While I did not care much for Rebecca Makkai’s first novel, The Borrower, I was convinced to give her new one a try because of several great Jacket.aspxreviews and an intriguing premise. The novel focuses on the story of Laurelfield, an old family estate owned by the Devohr’s, an old money family with quite a few skeletons in their closet.

The story opens in 1999, with Zee and her husband Doug moving into the carriage house while her mother, Grace Devohr, and stepfather Bruce occupy the main house. Zee is a Marxist literary scholar employed by a local college, and her husband Doug is writing (or trying to write) a book about the mysterious poet Edwin Parfitt.

The house itself has a history at least as interesting as the family that owns it. It has long been rumored to be haunting, having been the site of the tragic suicide of Violet Devohr decades before.

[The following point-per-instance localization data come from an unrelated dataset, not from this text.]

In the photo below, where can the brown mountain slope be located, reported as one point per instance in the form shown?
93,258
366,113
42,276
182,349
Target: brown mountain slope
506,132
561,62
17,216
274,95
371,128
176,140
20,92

Most importantly, it served as the Laurelfield Arts Colony from the 1920s through the 1950s and hosted scores of eccentric artists of varying degrees of importance. Edwin Parfitt was once in residence there, and Doug begins a clandestine search for information and artifacts about his stay, focusing on the long abandoned attic of the main house. His search leads to the discovery of some long-buried family secrets involving Grace and the history of the Devohr family.

After setting up several mysteries, the novel moves on to the second section, which takes place in 1955, right after the time of the Arts Cology. It focuses on an ancestor of Zee Devohr who has just moved into Laurelfield with her new husband, a man who drinks and abuses her, and she feels very isolated at Laurelfield. This is the shortest section of the book, which exposes even more of the tangled history of the Devohr’s. The final section of the book takes the reader back to the goings on at the house during 1929, during the time when Edwin Parfitt was in residence of the Laurelfield Arts Colony.

I enjoyed the structure of the book and the move backward through time, and the mysteries kept me reading. Unfortunately, there were quite a few things that did not work for me. Character development was lacking, and it was hard to get invested in the characters. I felt that too much time was spent on the 1999 section, which was the least interesting part for me and had a complete dearth of sympathetic characters. The parts involving the Laurelfield Arts Colony were my favorite, but it was only a small portion of the narrative.

This is one of those novels that I enjoyed while I was reading it, but once it was over the flaws were pretty apparent. The characters and their plot lines lacked the depth to make this a satisfying story.